Du kannst nicht wissen was Leute unbewusst fühlen oder auch nicht! Also kannst du auch nicht wissen ob es bei jedem so ist. Es kann auch Leute geben die sowas gar nicht empfinden wenn sie handeln.
 
Und wieso kann ich es nicht wissen, wenn es sich als Urtrieb nachvollziehen und in jeder Handlung aufweisen lässt? Wenn Beobachtung und Erfahrung es bestätigen? Dieser Egoismus ist so natürlich wie der Drang zu Atmen, und genauso allgemein herrschend.
 
Vielleicht konntest du es bei dir beobachten, aber sicherlich nicht bei allen anderen. Du bist nicht in den Menschen drinnen und du kannst nie genau wissen wofür sie handeln. Also kannst du nur von deiner Erfahrung reden und nicht von der von allen!! Also ist es nicht allgemein!
 
Nun, du kannst genauso wenig von dir behaupten, "in anderen drin zu sein" - du weißt also auch nicht, wofür sie handeln. Der Vorteil meiner Position ist, dass sie sich aus der Menschheitsgeschichte her als angeborene, natürliche Eigenschaft nachweisen lässt...^^
 
:D In der Menschheitsgeschichte gabs auch genug Ausnahmen...und wir wissen auch nicht alles...es gibt immer zwei Seiten :p
 
Irgendwie fehlt mir die rechte Lust, mich noch weiter mit dir im Kreis zu drehen...^^
 
Irgendwie fehlt mir die rechte Lust, mich noch weiter mit dir im Kreis zu drehen...^^

er "glaubt" halt an den menschen :LOL:

er ist auf der dunklen seite der macht, der religion. die sehen alles leider etwas anders als wir.

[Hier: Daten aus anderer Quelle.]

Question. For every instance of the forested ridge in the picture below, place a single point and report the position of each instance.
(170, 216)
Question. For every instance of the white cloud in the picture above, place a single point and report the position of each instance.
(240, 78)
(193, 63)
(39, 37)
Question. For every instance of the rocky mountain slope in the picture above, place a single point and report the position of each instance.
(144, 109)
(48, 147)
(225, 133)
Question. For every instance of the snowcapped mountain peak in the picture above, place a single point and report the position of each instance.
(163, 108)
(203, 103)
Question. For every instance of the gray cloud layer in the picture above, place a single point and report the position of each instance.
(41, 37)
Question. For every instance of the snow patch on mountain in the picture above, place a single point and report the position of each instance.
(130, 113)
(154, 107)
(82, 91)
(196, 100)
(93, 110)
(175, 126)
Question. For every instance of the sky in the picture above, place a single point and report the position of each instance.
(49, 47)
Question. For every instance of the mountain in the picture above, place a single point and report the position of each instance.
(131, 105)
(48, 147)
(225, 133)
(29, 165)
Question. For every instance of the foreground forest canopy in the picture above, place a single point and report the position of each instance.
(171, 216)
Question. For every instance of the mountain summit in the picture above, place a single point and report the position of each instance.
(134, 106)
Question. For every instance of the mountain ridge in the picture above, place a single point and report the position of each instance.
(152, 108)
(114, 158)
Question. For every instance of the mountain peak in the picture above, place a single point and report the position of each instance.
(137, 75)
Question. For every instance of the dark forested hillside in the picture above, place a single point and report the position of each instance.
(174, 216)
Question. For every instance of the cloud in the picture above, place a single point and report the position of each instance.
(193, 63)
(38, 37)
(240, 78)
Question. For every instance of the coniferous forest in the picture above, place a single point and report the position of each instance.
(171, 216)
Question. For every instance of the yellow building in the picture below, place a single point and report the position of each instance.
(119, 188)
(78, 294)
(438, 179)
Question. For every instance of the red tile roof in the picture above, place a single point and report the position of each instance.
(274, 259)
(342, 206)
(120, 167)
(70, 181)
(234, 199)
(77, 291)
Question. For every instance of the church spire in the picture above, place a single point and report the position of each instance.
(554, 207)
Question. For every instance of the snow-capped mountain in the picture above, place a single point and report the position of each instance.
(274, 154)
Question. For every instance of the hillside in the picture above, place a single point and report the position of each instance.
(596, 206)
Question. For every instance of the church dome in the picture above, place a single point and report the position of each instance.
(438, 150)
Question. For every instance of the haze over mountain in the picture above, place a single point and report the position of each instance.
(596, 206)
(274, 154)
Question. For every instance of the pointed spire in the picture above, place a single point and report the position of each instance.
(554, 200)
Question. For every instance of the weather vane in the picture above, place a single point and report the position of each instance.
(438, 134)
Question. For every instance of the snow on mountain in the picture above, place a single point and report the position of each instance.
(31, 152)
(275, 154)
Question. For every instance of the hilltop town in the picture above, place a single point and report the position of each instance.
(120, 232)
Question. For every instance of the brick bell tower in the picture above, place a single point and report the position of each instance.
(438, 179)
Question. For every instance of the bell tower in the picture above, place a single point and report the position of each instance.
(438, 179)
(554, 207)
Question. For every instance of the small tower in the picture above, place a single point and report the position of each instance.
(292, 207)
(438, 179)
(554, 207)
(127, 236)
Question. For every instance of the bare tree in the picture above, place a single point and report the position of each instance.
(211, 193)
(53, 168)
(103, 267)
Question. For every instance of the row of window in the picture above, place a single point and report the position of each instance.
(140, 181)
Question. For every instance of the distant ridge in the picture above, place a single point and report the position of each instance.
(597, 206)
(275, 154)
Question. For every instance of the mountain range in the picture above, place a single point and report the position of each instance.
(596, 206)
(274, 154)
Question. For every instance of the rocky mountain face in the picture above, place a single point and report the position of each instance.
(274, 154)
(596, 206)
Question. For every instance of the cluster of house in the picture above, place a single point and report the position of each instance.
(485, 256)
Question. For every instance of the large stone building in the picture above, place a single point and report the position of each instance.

hab den thread mal wieder ausgegraben, weil das thema sehr interessant ist. wieviel machen wir unterbewusst, was können wir alles selbst bestimmen? bisher dachte man ja , dass man so gut wie alles selbstbestimmen kann, aber mit jedem jahr in diesem jahrtausend (was nen paar jahrhunderte zuvor begann) wird an diesem gerüst gerüttelt. zwar sind sachen wie "liebe" noch nicht komplett entschlüsselt, aber wenn man überlegt, dass es wissenschaftliche beweise gibt, dass der geruch sehr entscheident bei der partnerwahl ist, dann ist das schon erstaunlich. (oder dass männlicher schweiss frauen anmacht :LOL:)

ich freu mich auf die nächsten jahre und die wissenschaftlichen erkenntnisse, die sie uns bringen. :)
 
Nanu? Wo kommt denn dieser Thread her?
Ein sehr interessantes Thema.

Selbst wenn jemand etwas scheinbar völlig selbstloses tut, so tut er es letztendlich doch dafür, dass positiv über ihn gedacht wird.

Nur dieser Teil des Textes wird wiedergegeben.